Pour quelqu'un comme moi qui ai passé la majeure partie de ma vie en Occident, en dehors de mon pays de naissance, le problème du racisme est vécu de façon dramatique. Déjà au pays, les missionnaires et les autres expatriés me paraissaient supérieurs, riches, bien dans leur peau, alors que pesait sur nous le sort de la pauvreté et de la misère. Mes séjours en Italie, en Suisse et en Allemagne, m'ont montré la place qu'occupe dans le monde ma race, la race à laquelle je m'identifie et dont je suis forcé d'accepter le destin. J'ai beaucoup observé. J'en suis devenu conscient. J'ai compris que le racisme est une culture de la différence, qui s'acquiert déjà enfant au fil des années. Le racisme n'est pas inné, il est instillé dans le cœur des enfants et des adultes. La vie fait le reste. On l'a encore vu en Ukraine où des Noirs ont été abandonnés au quai des trains à leur triste sort alors que les Ukrainiens et autres Blancs prenaient le train pour fuir l'invasion russe. En Afrique, les Blancs ont partout priorité dans leurs avions et bateaux lorsqu'il s'agit de fuir une insurrection ou une rébellion. Ils ont l'argent, ils ont les moyens, ils ont le pouvoir, et peuvent tout se permettre dans n'importe quel coin du monde. Un pays africain qui oserait bloquer des Européens serait envahi, détruit sans autre forme de procès. Que font les Français en Afrique avec leurs bases d'opération? Je n'irai pas jusqu'à parler de racisme, c'est tout comme. Tous les stéréotypes possibles peuvent être évoqués pour expliquer ce néocolonialisme qui ne dit pas son nom.
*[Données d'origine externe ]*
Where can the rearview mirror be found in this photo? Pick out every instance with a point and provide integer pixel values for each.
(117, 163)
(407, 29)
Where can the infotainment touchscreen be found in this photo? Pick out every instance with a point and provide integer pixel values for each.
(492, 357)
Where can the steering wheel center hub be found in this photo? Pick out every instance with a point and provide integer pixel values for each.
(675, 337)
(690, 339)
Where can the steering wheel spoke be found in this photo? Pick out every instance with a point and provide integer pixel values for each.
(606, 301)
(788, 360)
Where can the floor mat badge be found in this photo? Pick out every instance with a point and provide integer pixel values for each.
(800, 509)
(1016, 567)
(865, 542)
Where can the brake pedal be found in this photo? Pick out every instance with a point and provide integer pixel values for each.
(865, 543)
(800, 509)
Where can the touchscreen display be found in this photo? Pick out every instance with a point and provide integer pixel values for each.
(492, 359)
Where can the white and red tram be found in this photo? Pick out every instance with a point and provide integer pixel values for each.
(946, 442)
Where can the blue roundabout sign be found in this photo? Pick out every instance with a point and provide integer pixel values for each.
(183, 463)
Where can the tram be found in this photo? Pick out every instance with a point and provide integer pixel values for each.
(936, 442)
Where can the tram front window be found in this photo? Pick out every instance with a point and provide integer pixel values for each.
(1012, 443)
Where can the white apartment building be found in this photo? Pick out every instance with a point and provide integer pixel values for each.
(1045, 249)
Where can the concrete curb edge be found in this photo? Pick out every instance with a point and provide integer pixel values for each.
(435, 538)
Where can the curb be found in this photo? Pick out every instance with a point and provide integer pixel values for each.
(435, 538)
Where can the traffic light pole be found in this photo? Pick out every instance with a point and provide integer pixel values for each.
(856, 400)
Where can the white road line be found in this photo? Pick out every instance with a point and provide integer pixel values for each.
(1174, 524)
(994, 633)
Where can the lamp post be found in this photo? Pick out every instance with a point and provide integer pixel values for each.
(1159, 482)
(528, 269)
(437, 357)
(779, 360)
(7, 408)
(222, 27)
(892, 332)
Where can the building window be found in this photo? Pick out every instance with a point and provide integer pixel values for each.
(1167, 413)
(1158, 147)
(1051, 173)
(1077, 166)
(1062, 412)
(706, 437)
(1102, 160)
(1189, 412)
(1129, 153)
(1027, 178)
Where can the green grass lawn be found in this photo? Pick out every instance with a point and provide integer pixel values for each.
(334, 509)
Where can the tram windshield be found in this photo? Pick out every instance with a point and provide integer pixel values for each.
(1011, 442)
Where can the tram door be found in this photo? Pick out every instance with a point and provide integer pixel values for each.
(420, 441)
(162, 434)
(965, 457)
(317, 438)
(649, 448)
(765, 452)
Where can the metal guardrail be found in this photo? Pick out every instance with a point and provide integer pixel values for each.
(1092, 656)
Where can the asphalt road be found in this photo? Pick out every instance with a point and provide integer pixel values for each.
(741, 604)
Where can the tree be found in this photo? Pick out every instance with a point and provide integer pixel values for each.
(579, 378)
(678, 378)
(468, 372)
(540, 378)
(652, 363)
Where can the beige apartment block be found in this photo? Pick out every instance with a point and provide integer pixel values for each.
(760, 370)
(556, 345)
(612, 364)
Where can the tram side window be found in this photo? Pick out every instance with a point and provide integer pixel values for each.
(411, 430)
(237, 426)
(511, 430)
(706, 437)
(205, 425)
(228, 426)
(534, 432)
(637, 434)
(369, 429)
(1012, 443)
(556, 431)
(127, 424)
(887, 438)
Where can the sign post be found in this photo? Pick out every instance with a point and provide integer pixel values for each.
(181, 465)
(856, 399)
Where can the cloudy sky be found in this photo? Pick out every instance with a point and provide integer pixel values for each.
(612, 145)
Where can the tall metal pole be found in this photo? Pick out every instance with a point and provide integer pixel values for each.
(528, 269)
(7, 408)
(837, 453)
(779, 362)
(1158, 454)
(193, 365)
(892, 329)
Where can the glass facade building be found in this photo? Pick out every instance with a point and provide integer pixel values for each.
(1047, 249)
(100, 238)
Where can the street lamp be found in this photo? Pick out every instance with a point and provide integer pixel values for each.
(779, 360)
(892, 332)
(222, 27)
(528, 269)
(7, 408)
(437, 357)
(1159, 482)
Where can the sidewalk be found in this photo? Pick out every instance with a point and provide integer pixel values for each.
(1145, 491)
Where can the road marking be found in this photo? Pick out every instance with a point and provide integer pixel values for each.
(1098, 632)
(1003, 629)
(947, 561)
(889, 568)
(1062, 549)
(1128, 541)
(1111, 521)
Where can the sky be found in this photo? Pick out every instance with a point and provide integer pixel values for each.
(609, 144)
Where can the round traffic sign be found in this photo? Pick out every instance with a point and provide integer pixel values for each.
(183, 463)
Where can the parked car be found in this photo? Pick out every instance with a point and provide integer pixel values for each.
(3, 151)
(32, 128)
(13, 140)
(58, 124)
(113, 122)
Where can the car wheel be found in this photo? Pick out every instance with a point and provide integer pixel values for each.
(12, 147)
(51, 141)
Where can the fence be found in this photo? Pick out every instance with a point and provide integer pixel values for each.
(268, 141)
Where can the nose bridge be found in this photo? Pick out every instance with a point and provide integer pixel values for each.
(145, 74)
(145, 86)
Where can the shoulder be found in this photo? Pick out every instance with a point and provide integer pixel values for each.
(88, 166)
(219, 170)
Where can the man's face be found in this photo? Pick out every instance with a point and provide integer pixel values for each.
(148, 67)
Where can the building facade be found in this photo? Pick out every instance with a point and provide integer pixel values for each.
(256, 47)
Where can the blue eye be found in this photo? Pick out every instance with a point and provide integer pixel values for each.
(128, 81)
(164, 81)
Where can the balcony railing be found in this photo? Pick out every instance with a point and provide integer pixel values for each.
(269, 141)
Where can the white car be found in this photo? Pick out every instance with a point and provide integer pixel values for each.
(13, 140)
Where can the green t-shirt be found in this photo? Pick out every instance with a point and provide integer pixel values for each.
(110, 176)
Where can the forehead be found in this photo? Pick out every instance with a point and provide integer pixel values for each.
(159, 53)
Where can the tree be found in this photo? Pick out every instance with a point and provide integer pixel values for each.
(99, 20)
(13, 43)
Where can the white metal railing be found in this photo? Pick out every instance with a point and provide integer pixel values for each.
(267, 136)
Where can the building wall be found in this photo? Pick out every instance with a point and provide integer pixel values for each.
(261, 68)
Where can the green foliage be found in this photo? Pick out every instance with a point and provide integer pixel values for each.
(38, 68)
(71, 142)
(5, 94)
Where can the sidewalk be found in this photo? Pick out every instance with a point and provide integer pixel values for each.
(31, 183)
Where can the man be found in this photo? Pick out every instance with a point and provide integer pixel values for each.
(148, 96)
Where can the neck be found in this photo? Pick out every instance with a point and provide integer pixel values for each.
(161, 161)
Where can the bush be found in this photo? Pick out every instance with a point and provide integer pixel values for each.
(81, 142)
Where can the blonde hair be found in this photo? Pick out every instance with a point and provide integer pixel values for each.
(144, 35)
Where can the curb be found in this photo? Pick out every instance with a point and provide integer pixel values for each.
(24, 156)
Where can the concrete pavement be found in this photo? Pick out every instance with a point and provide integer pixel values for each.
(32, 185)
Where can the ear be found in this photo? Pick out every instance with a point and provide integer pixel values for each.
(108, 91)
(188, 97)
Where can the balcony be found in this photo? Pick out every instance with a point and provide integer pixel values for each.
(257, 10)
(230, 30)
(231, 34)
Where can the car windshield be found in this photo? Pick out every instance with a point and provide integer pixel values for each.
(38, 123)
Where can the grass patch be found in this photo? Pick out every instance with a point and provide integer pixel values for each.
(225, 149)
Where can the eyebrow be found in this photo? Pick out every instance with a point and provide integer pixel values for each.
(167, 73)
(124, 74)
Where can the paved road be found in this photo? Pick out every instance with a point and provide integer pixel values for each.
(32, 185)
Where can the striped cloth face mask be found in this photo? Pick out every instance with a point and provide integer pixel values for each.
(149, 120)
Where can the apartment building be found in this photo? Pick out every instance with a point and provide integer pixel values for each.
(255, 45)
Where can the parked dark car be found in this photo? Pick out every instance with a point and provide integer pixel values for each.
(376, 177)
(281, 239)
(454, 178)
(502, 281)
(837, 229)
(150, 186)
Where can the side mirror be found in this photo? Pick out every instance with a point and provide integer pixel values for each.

Beaucoup de choses peuvent encore se dire à ce sujet. J'ai seulement voulu partager cette réflexion spontanée pour conscientiser mes lectrices et lecteurs au sujet de ce phénomène qu'est le racisme. La différence raciale a été élevée au rang de critère décisif d'humanité. Autant de complexes ambigus à éradiquer pour reconnaître l'essence humaine dans sa totalité en chaque homme, sans distinction!